Guardandole dall’esterno, si potrebbe pensare che le aperture avrebbero dovuto esse più grandi, ma gli interni sono in una scala così piccola che aperture più grandi ne avrebbero rovinato le proporzioni.

Domus 866, gennaio 2004

È un piacere osservare come all’immagine unitaria della casa dall’esterno corrisponda invece un interno così frammentato. E i colori tenui in cui sono dipinti i muri di ogni stanza sono davvero un piacere per la vista.
Purtroppo la carta da parati è molto cara. Avrei voluto usarne di diverse tipologie, ma alla fine abbiamo dovuto optare per la tintura. Fino ad oggi avevo una certa resistenza nell’usare la carta da parati. Con i muri spessi, la carta da parati sembra soltanto una decorazione sovrapposta sulla superficie, ma devo dire che con le lastre di metallo è tutto diverso: se si applica del legno (come nel bozzetto) o perfino carta da parati con motivi di rose sopra una lastra sottile di acciaio, il metallo sembra fare sua quella texture, proprio come se ne fosse impregnato. In teoria, quasi ogni tipo di materiale può essere applicato sulle lastre con risultati interessanti.

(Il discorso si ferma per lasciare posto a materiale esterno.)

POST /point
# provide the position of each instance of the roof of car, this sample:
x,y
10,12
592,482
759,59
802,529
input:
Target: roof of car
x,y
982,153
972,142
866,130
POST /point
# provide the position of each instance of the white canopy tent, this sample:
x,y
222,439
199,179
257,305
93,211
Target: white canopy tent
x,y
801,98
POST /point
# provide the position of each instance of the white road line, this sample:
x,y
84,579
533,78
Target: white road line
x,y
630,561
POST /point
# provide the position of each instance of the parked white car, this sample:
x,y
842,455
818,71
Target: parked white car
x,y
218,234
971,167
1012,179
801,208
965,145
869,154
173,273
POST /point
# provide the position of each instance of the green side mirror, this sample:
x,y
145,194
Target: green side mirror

Anche il modo in cui sono disposte le aperture è davvero particolare.
Questa disposizione spaziale (le aperture intorno alla stanza della figlia) ci ha aiutato a eliminare del tutto la sensazione di profondità. Attraverso le aperture si può vedere nella stanza vicina, e questo rende la stanza stessa piatta, come una fotografia. Non si riesce a dire se ci sia profondità o no. Sembra piuttosto una immagine piatta ritagliata e attaccata al muro. Alcune stanze guardano verso l’esterno attraverso la finestra di un’altra stanza, e ciò dipende da come le stanze sono disposte in sequenza. I proprietari hanno detto che non volevano vetri, e infatti le aperture dei muri interni sono semplicemente dei tagli nelle lastre metalliche. Le stanze adiacenti sono in relazione una con l’altra in modi ogni volta differenti, ciascuna è tagliata in maniera molto ‘arbitraria’, l’una dentro l’altra. Certo, si sentono i suoni della stanza vicina, e in un certo senso non c’è privacy, ma è comunque una sensazione diversa da come i suoni viaggiano tra le stanze insonorizzate di un hotel.

Probabilmente è la configurazione spaziale ideale per una famiglia che voleva vivere in un ‘unico ambiente’.
I membri della famiglia vengono riuniti in un unico spazio, ma nello stesso tempo riescono a mantenere una distanza adeguata tra loro.

Domus 866, gennaio 2004

Il muro della stanza del bambino, che è un muro esterno, ha una finestra particolarmente grande.
C’è qui un particolare rapporto tra interno ed esterno?

La finestra si trova ad una altezza per cui anche un adulto seduto sul letto non può essere visto. Se si è sdraiati o seduti sul letto, non si è raggiunti da sguardi invadenti.

Così interno ed esterno sono solo arbitrariamente separati così come in altri spazi sono solo arbitrariamente collegati.